See if any of these sound familiar to you — some of these you may have thought about, but some may be new to you — in any case, think about these as the benefits you derived from volunteering – after all, you are giving a LOT, so you should be getting something back:
- Volunteering is good for you – studies have shown that volunteering provides mental and physical rewards. It reduces stress and makes you healthier! So, if you’re feeling good, part of that may come from the fact that you’re volunteering and giving to others. If you’re not feeling so good, well just think how bad you’d feel were you not volunteering – it could be worse! If you’re not feeling good, maybe you need to do more volunteer work!
- Volunteering saves precious resources – since volunteering means that you’re providing a community service without cost, your efforts are freeing up resources that can then be used on other community efforts. Let me quickly state that simply because volunteer time is free does NOT imply that it doesn’t have value. What you and others do as volunteers has GREAT value to the community!
- Volunteering brings diverse people together – typically volunteers come from various backgrounds and experiences.

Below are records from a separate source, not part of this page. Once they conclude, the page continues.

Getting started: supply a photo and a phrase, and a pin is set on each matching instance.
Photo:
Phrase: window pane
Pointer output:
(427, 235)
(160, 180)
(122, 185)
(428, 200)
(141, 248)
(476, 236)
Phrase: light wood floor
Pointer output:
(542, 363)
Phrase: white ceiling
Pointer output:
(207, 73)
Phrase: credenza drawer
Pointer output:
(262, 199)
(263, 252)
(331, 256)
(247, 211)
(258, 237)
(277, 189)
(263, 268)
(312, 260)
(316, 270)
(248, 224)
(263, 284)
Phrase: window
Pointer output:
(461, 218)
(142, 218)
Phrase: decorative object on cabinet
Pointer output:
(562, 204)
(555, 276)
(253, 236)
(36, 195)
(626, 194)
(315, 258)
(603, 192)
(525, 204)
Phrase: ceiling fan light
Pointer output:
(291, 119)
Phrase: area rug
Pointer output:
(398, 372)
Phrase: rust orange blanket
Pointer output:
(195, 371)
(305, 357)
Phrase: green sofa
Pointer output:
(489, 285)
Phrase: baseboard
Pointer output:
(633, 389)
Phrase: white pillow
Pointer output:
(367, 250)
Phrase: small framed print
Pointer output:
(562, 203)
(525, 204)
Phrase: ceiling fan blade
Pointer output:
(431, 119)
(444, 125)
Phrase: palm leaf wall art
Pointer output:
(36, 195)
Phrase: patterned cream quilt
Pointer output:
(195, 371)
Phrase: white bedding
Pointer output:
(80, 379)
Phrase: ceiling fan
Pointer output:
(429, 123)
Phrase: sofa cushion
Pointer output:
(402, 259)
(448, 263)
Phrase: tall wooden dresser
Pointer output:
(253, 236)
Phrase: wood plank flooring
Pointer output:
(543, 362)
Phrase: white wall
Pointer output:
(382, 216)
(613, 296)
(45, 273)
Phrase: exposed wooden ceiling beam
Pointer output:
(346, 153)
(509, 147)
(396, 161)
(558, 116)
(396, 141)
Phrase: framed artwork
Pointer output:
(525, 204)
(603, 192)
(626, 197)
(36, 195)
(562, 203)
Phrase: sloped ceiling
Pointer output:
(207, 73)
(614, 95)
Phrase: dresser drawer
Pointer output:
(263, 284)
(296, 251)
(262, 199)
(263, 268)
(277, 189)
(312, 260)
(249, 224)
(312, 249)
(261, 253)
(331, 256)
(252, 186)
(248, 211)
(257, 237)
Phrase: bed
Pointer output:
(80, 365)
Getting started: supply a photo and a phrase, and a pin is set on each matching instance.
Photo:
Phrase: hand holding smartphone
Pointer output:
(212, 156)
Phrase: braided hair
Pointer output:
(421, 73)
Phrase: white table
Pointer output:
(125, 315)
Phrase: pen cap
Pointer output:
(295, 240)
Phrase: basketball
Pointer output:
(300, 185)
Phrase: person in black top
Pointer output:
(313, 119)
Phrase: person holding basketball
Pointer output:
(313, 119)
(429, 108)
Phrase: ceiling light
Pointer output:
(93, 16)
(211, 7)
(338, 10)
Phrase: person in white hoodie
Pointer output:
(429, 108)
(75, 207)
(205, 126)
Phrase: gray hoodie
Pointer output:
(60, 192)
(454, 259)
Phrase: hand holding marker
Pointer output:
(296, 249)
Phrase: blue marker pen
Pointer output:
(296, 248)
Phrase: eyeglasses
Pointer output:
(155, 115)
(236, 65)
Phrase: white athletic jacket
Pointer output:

But, as they work together there tends to develop a sense of camaraderie and mutual commitment to achieving a common goal. In other words, volunteering not only produces impact, but it enriches your life because you meet, interact and build relationships with others who are interested in the same issue you are interested in. My guess is that each of you has friendships that have grown out of your volunteer experiences.
- Volunteers learn a lot – Each volunteer experience brings the opportunity to not only meet new people, but to learn new things. None of us have all the answers, so as we volunteer we are always learning the who’s, what’s, how’s and why’s related to the issue we’re concerned about. It keeps us stimulated and vibrant and involved.
- Volunteers are role models for others – you provide a great example of how “people make a difference.” Others see and hear about what you’re doing and they want to be a part of it as well. My guess is that all of you have recruited someone else to join you on some volunteer effort – they did so because YOU showed them how to do it and helped them understand the importance of getting involved.
- And, finally, I go back to where we started — volunteering does indeed make a difference. Every person counts and every volunteer effort contributes to the “common good” that makes a community vibrant.
When I hear the Community Foundation’s mission statement: Connecting people who care with causes that matter, I know we probably immediately think about connecting people with money to give with causes that need money. And, that is an incredibly important part of the work that gets done by a community foundation. But, on occasions like this one tonight I am reminded that connecting people who care with causes that matter is so much more than just getting monetary resources in and out of the door — it is also about connecting volunteers that care about the community with issues and organizations that are making a difference. So, I am delighted that tonight we celebrate not the money that we so often focus on, but rather the people that give their precious time to others. I am so honored that you allowed me to spend a bit of time with you this evening.
Finally, in closing, as I read the bios of tonight’s honorees that will be shared in just a few moments, the following descriptors jumped out at me—I’m saying them now and you’ll hear them again in a moment because they truly do capture what volunteering is about and why it is so important:
- Jewel in the crown
- One of a kind
- Loving of community
- Jack of all trades
- Willing soul
- Can do attitude
- Happy to lend a hand with a smile
- Heart for service
- Servant leader
I love these words, I love these phrases – but, most of all I love being in the room with a group of people for whom these words and phrases are used as descriptors. Thank you again for all you do. Keep up the good work.